Our Little Women opened, ran, and closed last weekend. It was a triumph for everyone involved, a labour of love, an arduous journey full of ups and downs, ending with a sold-out performance and standing ovations all around. Honestly, to do opera at the (largely) undergraduate level is audacious at best. Not to mention the fact that we literally do it on the smell of a gas rag (our budget is minuscule), it’s actually craziness. Opera is so complex, with so many moving parts. To truly do it justice, you need far more experience (on the part of the students), rehearsal time (we rehearse a maximum of 11 hours a week for about 6 weeks–in the “real world” they rehearse 6 hours a day intensely for 2-3 weeks) and dedicated staff (I administer it on a 3-hour-a-week teaching load). And yet, year after year (and long before my arrival at Laurier 20 years ago), we produce outstanding productions of an extremely high calibre. The students outdo themselves regularly, and defy their own expectations (and often everyone else’s).

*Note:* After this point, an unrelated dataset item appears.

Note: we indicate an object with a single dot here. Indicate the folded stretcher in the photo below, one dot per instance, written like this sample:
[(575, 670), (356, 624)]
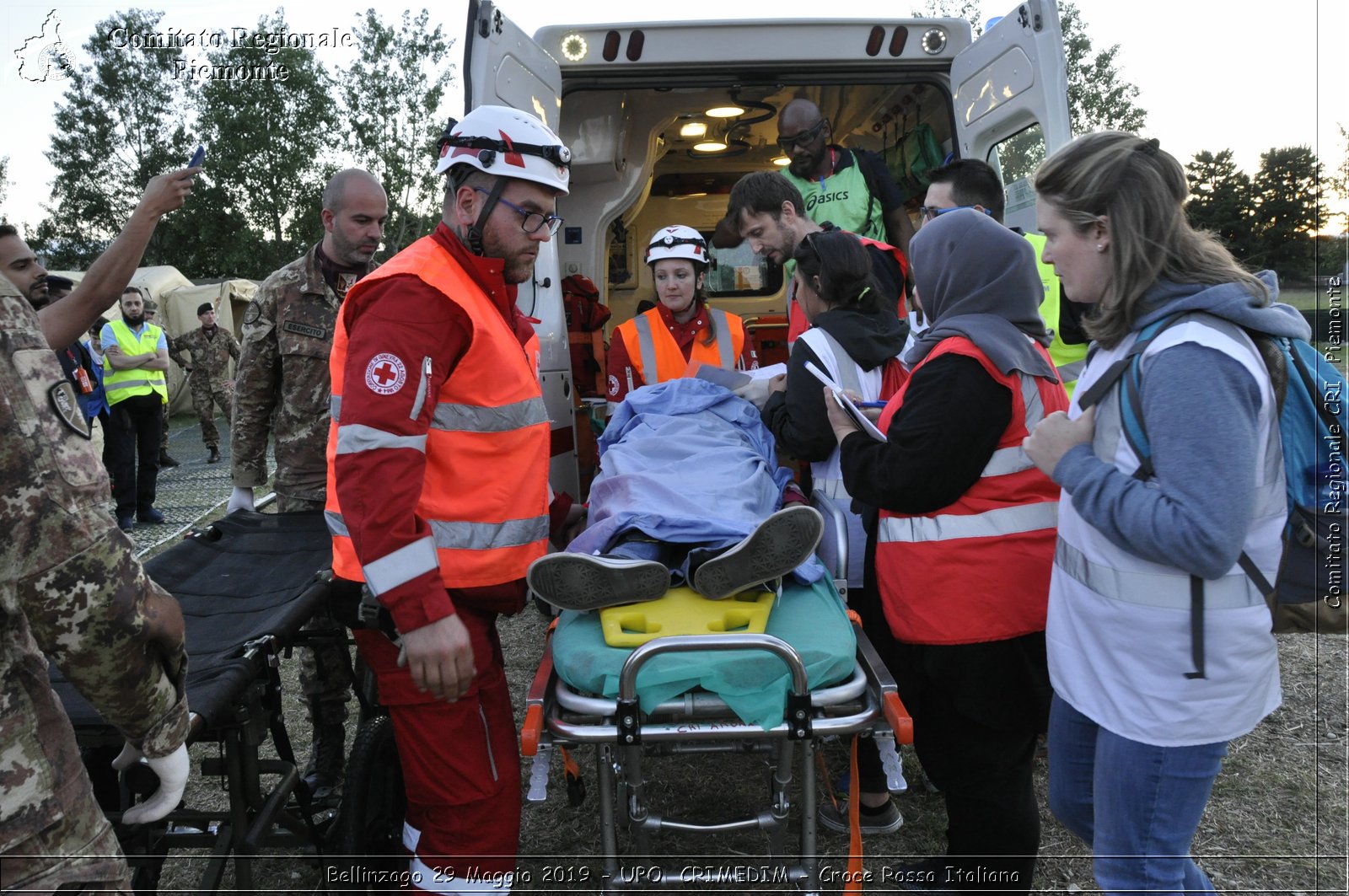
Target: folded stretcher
[(809, 675), (247, 584)]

The learning trajectory is intense. And this year was even more so, with many of the students (due to the pandemic) never having previously set foot on any stage, out of practice from the rigours of a rehearsal schedule, and a really complex work that offered significant challenges both musically and vocally. They nailed it nonetheless.
And yet…yesterday we had our usual post-show debrief. This allows both students and faculty to reflect on the experience and offer feedback. And although for many students the journey was overwhelmingly positive and even deeply moving, there were those who were dissatisfied, disgruntled and even deeply disappointed. This is always heartbreaking for me; I love the art form, I love to teach and I live to inspire these students to grow to love it too. So when I feel that I have failed them in some way–something that’s been forgotten, something that’s not been attended to, some need that hasn’t been met (almost always unknowingly)–it hurts. I was in deep mourning after the session, unable to process it for hours afterward.
So, I’m trying to move forward, to make changes where they can be made, to be clearer about limitations where they exist, and just to try to do better next time. I know that I will never be able to make everyone happy, to deliver a perfect experience for every single student. I can only be perfectly imperfect, just as the students themselves, just as we all are. With apologies to Jo March (and her auteur, Mark Adamo), we are ImPerfect As We Are. Doing our humble best. Fumbling towards ecstasy (and sometimes despair).